Tissue-Specific Regulatory and Expression Patterns of CDG-causative genes account to Phenotypic Variability

Congenital disorders of glycosylation (CDGs) are rare metabolic diseases caused by impaired addition of glycans to proteins and lipids. They display wide clinical variability, but the molecular basis remains unclear. Using healthy transcriptomic data from the GTEx project (bulk: 2,833 samples across 36 tissues; single-nucleus: 209,126 nuclei from 25 samples spanning 8 tissue types and 44 cell types), we investigated the expression and regulatory landscapes of 12 CDG-causative genes.

CDG-causative genes were broadly but heterogeneously expressed, with both high and low expression aligning with clinical features. Interindividual variability in expression may contribute to phenotypic diversity in CDG. VPS13B was broadly expressed in fibroblasts, supporting their use in patient-derived models, while other genes showed more tissue-restricted expression, underscoring the importance of cellular context.
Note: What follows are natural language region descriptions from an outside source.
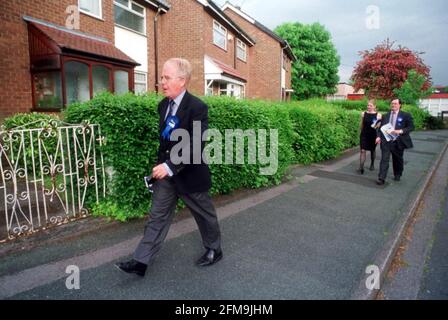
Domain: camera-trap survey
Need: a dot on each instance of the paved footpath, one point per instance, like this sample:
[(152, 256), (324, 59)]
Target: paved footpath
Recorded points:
[(309, 238)]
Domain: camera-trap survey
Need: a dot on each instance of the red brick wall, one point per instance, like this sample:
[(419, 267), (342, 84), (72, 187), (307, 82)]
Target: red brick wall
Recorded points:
[(187, 31), (181, 34), (264, 60), (15, 78)]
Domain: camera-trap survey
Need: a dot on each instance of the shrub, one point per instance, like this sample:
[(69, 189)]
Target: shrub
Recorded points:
[(308, 131)]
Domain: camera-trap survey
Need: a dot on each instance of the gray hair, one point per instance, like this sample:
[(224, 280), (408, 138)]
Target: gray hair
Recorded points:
[(183, 67)]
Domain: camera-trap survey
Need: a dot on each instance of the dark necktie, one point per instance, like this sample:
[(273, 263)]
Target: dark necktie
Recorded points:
[(392, 120), (171, 104)]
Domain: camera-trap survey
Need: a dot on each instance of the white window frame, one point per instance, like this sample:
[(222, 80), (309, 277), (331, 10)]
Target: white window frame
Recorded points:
[(141, 82), (241, 46), (129, 8), (223, 31), (90, 13)]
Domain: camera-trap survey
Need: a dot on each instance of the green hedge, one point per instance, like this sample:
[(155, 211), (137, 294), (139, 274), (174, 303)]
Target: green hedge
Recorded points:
[(308, 131), (129, 124)]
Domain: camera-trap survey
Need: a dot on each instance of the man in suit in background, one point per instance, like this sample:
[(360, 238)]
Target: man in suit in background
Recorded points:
[(189, 181), (402, 125)]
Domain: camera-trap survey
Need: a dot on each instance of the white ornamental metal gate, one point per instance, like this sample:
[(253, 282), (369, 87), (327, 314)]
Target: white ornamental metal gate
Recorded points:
[(48, 175)]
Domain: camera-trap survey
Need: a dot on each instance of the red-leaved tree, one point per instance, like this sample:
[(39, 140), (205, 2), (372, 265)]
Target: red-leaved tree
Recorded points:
[(384, 69)]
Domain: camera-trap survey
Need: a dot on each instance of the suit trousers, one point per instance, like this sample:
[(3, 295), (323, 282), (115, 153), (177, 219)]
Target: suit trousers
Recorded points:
[(162, 211), (387, 149)]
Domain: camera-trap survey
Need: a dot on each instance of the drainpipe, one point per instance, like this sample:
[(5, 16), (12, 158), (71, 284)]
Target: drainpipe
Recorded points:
[(156, 50), (281, 71)]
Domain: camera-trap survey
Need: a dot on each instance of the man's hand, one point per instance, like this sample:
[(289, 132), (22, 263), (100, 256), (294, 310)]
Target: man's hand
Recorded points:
[(159, 172), (395, 132)]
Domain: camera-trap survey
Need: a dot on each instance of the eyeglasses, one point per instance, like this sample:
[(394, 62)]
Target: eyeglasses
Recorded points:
[(167, 79)]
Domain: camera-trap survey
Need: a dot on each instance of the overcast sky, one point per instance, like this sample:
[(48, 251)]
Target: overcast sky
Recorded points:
[(419, 25)]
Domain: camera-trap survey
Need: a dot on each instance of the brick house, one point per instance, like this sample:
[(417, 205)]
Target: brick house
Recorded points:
[(270, 66), (55, 52), (218, 49)]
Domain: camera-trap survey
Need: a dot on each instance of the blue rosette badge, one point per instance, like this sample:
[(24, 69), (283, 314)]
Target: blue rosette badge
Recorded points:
[(172, 122)]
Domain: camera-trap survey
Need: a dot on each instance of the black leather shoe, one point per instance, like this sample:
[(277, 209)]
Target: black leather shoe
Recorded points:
[(210, 257), (132, 266)]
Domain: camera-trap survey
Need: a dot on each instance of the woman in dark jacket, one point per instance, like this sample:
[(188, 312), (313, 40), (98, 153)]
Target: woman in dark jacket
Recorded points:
[(369, 122)]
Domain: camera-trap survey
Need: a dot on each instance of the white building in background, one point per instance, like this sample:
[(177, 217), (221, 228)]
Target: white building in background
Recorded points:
[(435, 104), (343, 91)]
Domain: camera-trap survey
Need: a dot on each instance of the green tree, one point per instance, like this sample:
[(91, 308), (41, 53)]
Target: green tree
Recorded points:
[(413, 88), (315, 72)]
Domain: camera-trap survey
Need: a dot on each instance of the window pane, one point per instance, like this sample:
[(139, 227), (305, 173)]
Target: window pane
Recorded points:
[(219, 35), (47, 90), (100, 78), (139, 88), (140, 77), (128, 19), (92, 6), (121, 82), (123, 2), (219, 39), (76, 81), (140, 85)]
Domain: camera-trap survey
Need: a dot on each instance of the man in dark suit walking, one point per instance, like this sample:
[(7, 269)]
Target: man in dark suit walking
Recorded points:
[(190, 181), (402, 124)]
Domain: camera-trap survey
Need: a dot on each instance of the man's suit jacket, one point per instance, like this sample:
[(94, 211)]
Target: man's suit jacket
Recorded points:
[(188, 178), (403, 122)]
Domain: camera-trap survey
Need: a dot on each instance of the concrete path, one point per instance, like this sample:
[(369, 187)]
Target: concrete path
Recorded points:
[(310, 238)]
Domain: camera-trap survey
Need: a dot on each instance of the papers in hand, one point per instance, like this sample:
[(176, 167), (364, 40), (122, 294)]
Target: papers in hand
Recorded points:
[(386, 130), (375, 123)]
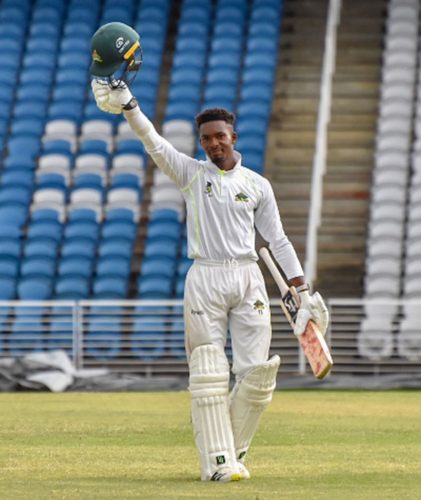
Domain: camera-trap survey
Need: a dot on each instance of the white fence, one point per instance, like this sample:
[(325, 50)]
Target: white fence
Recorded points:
[(146, 337)]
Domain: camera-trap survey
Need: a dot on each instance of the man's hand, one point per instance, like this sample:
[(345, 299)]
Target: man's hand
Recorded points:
[(109, 99), (312, 307)]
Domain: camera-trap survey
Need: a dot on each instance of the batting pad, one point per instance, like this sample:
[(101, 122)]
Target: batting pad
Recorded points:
[(209, 382), (249, 398)]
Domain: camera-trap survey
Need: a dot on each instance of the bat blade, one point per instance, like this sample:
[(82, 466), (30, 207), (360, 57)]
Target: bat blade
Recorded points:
[(316, 350), (311, 341)]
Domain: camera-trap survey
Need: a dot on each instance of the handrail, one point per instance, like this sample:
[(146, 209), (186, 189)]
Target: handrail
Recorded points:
[(319, 160)]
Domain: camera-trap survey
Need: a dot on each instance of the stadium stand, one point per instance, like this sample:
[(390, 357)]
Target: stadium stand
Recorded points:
[(85, 215)]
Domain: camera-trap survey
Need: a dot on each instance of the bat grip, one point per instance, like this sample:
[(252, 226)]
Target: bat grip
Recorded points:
[(274, 271)]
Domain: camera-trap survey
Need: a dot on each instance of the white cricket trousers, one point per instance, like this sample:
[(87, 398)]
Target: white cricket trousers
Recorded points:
[(230, 295)]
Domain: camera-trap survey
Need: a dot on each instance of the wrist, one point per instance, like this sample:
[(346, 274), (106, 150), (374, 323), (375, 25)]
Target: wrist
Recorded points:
[(131, 104)]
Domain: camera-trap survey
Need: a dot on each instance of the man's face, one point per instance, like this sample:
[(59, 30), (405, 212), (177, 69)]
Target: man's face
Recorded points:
[(217, 139)]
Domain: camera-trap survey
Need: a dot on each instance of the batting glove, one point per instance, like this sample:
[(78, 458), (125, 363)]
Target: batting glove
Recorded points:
[(312, 307), (109, 99)]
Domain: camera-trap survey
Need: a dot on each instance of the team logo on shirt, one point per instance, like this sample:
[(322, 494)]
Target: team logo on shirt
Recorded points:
[(208, 189), (259, 306), (241, 197)]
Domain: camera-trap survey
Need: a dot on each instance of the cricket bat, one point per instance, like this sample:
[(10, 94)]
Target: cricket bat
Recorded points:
[(311, 341)]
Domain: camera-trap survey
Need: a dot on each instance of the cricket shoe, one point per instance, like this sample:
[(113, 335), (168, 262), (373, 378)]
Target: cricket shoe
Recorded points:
[(225, 475), (244, 473)]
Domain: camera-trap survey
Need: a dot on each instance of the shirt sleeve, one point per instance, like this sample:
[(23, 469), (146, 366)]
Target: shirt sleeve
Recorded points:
[(178, 166), (268, 223)]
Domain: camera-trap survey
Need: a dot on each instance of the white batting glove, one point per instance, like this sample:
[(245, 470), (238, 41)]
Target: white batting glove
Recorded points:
[(108, 99), (312, 307)]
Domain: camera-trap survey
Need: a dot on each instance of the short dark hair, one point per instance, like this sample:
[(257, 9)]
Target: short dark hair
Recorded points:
[(215, 114)]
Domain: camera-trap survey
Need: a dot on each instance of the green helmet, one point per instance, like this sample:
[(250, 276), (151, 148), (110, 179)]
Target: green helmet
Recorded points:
[(112, 46)]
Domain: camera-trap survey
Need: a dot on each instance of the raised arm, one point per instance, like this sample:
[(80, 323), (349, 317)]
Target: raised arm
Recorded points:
[(176, 165)]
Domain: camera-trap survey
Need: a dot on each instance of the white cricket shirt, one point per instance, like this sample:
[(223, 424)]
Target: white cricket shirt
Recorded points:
[(223, 207)]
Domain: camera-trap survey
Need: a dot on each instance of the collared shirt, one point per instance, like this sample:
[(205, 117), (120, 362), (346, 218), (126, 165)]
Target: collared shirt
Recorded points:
[(224, 208)]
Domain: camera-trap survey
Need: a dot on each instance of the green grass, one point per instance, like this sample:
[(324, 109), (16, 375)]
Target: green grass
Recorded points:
[(310, 445)]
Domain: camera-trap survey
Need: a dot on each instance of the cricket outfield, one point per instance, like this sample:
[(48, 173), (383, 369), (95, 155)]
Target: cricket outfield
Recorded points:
[(310, 445)]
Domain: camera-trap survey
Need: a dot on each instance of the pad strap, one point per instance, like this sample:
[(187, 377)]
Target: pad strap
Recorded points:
[(249, 398), (209, 383)]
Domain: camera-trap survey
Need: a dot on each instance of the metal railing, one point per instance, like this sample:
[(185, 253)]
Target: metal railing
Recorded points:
[(323, 119), (147, 337)]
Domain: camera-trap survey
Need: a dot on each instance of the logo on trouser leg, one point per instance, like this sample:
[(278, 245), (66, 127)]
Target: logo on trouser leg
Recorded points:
[(259, 306)]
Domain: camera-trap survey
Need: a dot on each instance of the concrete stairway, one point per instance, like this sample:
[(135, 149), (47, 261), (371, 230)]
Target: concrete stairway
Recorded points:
[(342, 235), (291, 139)]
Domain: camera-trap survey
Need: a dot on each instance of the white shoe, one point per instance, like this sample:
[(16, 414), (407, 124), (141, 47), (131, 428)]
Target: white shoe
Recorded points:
[(244, 473), (225, 475)]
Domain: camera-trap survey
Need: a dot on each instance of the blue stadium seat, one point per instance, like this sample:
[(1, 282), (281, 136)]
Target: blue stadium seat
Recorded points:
[(161, 249), (113, 267), (7, 287), (13, 215), (9, 268), (162, 231), (148, 337), (76, 267), (71, 287), (39, 267), (114, 247), (157, 267), (103, 340), (110, 287), (17, 195), (176, 338), (10, 249), (84, 229), (119, 229), (52, 181), (28, 145), (45, 230), (37, 288), (58, 146), (80, 248), (155, 288)]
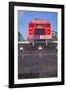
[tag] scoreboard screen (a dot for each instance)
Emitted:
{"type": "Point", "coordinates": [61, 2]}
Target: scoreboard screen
{"type": "Point", "coordinates": [39, 31]}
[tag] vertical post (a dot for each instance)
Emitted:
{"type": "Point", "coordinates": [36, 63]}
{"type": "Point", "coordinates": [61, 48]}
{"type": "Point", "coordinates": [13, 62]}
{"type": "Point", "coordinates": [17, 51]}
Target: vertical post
{"type": "Point", "coordinates": [33, 43]}
{"type": "Point", "coordinates": [46, 43]}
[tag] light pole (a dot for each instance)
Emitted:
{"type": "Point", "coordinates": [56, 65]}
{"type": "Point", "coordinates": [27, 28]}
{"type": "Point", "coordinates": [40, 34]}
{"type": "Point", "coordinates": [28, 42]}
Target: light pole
{"type": "Point", "coordinates": [40, 49]}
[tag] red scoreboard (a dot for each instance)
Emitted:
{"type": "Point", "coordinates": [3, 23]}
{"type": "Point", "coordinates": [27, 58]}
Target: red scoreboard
{"type": "Point", "coordinates": [39, 30]}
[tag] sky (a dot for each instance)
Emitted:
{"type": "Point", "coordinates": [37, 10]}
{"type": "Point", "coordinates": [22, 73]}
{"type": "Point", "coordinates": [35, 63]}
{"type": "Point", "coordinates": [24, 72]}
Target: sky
{"type": "Point", "coordinates": [24, 17]}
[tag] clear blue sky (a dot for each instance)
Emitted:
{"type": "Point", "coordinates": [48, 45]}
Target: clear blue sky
{"type": "Point", "coordinates": [25, 16]}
Several genes exhibited tissue-specific deviations from balanced biallelic expression. Five allelic expression types across individuals - biallelic balanced or biased, tissue-specific or constitutive monoallelic, and autosomal random monoallelic - suggest a role for allelic regulation in phenotypic heterogeneity.

Tissue-specific eQTLs highlighted regulatory complexity, with many variants located in intronic enhancers of unrelated genes.

Finally, gene expression-immune cell correlations recapitulated known immune phenotypes and suggested context-dependent immune roles.

Together, these findings reveal how genetic, regulatory, and immune factors shape CDG heterogeneity and provide a framework for future research.